However, if the patented feature was responsible for all of the demand for the product, then all of the profit is appropriately attributed to the patent.
Springboard Profits, Pre-Judgment Interest and “Profits on Profits”
The patentee is entitled to other ancillary profits that arose from the infringement, such as springboard profits (profits made after a patent has expired due to an early start during the life of the patent), pre-judgment interest (interest on the profit accumulated prior to judgment) and “profits on profits” (any profits from reinvestment of the profits of the infringement). These additional profits are consistent with the objective of removing any benefit the infringer may have received from infringing.
If the infringer’s profits were in a foreign currency (such as US dollars), then the award is converted to Canadian dollars based on the currency exchange rate on the day of judgment.

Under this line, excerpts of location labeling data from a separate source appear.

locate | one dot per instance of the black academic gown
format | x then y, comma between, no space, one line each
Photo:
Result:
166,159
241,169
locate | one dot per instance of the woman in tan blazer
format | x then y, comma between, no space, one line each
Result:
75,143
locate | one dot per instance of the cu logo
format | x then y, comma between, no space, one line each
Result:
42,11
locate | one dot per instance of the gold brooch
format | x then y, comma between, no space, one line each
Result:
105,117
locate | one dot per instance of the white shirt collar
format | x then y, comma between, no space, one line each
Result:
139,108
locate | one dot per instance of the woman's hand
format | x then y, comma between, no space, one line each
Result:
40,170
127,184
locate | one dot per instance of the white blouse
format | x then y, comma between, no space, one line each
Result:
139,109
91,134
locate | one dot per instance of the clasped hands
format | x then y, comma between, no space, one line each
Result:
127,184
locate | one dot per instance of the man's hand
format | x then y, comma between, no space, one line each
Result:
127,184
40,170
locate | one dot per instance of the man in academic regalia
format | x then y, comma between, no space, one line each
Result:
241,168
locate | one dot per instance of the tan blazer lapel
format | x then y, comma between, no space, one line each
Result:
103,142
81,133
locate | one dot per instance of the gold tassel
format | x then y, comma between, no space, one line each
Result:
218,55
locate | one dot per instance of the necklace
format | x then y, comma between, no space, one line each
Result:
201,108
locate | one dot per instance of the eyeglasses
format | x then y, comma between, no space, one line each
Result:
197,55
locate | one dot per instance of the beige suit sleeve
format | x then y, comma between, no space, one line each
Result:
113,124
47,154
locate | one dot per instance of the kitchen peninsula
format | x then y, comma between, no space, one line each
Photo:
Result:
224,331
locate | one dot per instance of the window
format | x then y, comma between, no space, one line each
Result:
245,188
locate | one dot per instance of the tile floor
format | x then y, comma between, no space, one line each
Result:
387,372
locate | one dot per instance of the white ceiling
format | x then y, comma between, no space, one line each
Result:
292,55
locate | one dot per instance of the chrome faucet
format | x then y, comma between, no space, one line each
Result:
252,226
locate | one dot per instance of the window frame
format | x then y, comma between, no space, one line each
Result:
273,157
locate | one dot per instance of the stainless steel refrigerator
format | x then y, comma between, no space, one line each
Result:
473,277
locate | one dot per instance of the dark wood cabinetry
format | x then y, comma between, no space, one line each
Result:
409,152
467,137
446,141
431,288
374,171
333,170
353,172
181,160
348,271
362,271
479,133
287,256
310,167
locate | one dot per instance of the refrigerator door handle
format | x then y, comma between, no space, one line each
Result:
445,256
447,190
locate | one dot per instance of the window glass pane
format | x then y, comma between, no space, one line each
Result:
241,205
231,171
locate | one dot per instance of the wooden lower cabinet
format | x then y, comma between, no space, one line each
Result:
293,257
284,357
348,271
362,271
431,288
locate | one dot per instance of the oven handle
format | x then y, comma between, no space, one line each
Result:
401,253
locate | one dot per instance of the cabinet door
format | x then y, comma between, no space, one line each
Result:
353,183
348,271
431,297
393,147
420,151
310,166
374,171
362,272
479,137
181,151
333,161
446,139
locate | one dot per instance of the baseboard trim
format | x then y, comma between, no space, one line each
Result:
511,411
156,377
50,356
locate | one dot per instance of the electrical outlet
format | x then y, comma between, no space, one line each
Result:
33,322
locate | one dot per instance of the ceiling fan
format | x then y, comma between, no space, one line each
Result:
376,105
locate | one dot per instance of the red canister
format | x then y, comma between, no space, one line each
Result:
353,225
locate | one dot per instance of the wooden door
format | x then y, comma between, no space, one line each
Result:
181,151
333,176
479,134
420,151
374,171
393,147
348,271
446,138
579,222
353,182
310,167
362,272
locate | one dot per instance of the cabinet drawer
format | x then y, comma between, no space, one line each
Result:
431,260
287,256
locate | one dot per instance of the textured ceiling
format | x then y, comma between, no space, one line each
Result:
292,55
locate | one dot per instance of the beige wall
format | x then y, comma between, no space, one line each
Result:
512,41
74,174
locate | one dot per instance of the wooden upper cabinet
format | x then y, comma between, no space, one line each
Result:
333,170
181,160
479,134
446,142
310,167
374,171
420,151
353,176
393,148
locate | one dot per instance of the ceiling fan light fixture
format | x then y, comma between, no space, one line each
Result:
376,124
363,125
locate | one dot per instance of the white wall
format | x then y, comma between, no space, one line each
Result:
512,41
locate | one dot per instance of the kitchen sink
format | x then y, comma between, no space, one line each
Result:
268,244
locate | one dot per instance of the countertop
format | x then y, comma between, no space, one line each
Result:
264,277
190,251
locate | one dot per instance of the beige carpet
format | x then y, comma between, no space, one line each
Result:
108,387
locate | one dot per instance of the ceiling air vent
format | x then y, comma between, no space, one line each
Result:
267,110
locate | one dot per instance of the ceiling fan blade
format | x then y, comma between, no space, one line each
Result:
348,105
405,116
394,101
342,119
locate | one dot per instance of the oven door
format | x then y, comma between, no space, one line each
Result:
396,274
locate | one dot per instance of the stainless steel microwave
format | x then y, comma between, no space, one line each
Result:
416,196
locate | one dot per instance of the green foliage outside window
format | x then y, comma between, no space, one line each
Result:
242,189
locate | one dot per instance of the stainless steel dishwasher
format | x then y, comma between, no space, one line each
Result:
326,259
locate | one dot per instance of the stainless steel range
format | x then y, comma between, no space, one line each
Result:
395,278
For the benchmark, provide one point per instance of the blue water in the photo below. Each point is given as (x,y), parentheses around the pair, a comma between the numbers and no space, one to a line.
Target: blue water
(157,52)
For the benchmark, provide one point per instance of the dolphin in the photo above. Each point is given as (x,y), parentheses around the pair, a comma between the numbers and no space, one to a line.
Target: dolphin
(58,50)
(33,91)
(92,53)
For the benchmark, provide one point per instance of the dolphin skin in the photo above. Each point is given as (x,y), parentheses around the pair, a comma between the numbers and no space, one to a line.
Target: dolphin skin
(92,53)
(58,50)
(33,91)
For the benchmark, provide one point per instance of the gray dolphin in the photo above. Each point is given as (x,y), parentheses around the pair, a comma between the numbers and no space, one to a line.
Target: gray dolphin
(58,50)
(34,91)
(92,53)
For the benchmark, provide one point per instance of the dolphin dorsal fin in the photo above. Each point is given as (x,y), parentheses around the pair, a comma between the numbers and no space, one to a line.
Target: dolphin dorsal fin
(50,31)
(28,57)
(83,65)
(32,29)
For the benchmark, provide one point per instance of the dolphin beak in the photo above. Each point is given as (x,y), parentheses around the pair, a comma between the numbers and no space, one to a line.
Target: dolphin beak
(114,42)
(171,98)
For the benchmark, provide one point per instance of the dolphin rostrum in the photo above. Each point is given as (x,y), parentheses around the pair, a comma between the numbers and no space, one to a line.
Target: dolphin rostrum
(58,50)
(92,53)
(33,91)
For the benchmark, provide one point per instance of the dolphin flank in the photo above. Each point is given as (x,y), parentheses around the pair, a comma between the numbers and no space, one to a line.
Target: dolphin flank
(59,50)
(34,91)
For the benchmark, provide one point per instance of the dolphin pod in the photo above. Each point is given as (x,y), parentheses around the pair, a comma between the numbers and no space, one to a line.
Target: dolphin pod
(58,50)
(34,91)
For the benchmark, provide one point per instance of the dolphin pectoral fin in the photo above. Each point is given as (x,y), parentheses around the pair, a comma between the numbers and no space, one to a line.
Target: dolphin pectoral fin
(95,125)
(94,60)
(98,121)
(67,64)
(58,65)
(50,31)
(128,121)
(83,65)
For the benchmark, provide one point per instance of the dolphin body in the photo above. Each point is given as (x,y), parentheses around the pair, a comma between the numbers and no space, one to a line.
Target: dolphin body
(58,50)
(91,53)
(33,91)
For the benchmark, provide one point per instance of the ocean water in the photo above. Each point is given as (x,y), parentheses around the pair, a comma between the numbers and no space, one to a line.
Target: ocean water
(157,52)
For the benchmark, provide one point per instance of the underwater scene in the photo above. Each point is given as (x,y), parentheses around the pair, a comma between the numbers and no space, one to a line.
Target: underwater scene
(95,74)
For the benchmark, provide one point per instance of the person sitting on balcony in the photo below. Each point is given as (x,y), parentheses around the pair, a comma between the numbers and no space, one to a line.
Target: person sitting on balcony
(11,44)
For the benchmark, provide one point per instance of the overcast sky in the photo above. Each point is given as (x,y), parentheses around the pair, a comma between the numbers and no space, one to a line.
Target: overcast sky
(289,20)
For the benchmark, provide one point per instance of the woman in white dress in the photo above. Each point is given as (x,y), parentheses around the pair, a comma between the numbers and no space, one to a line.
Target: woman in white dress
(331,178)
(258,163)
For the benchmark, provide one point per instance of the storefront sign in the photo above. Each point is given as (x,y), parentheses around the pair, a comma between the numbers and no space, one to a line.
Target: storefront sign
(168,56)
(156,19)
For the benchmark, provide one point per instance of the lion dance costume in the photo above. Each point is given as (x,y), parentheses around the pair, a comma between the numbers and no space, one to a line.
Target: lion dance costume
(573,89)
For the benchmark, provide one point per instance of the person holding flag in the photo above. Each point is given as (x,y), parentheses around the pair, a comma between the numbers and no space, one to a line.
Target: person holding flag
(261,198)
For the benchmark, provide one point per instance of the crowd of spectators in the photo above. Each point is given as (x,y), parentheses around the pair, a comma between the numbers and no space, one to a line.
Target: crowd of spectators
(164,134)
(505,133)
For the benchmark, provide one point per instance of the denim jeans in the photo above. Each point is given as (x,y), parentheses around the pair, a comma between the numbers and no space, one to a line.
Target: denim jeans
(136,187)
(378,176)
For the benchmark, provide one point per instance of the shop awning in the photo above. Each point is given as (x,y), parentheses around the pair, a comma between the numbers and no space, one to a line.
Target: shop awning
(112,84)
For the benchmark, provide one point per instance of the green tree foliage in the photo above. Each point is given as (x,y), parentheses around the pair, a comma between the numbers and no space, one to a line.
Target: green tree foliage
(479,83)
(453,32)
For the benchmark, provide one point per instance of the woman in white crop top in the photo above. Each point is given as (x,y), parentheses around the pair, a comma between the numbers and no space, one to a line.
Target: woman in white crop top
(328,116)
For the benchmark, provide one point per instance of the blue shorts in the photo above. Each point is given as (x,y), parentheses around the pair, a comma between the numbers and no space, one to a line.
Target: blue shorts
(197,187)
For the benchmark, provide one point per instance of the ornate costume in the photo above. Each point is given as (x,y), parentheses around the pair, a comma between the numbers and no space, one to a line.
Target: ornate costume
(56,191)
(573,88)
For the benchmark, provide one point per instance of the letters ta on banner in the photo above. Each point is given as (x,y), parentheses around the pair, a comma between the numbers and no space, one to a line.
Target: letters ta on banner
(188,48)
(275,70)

The Court reasoned that this best reflects the amount that the infringer had in pocket at the time of judgment. An infringer is not liable for, nor does it receive the benefit of, currency conversion risk.
The Court’s decision in Nova Chemicals provides certainty to the calculation of an accounting of profits for patent infringement. However, the value of the remedy may vary greatly depending on the facts. Patentees may receive a court-approved windfall, reaping the benefits of an infringer’s successful exploitation of the patent. However, if an infringer is unable to successfully utilize the invention, patentees may receive very little compensation. Patentees should evaluate both what an infringer’s profits are and what compensatory damages may be in valuing patents and patent infringement claims. As a patentee has the option to elect either the patentee’s actual damages suffered or the infringer’s profits, careful consideration should be made when deciding on this election given the above.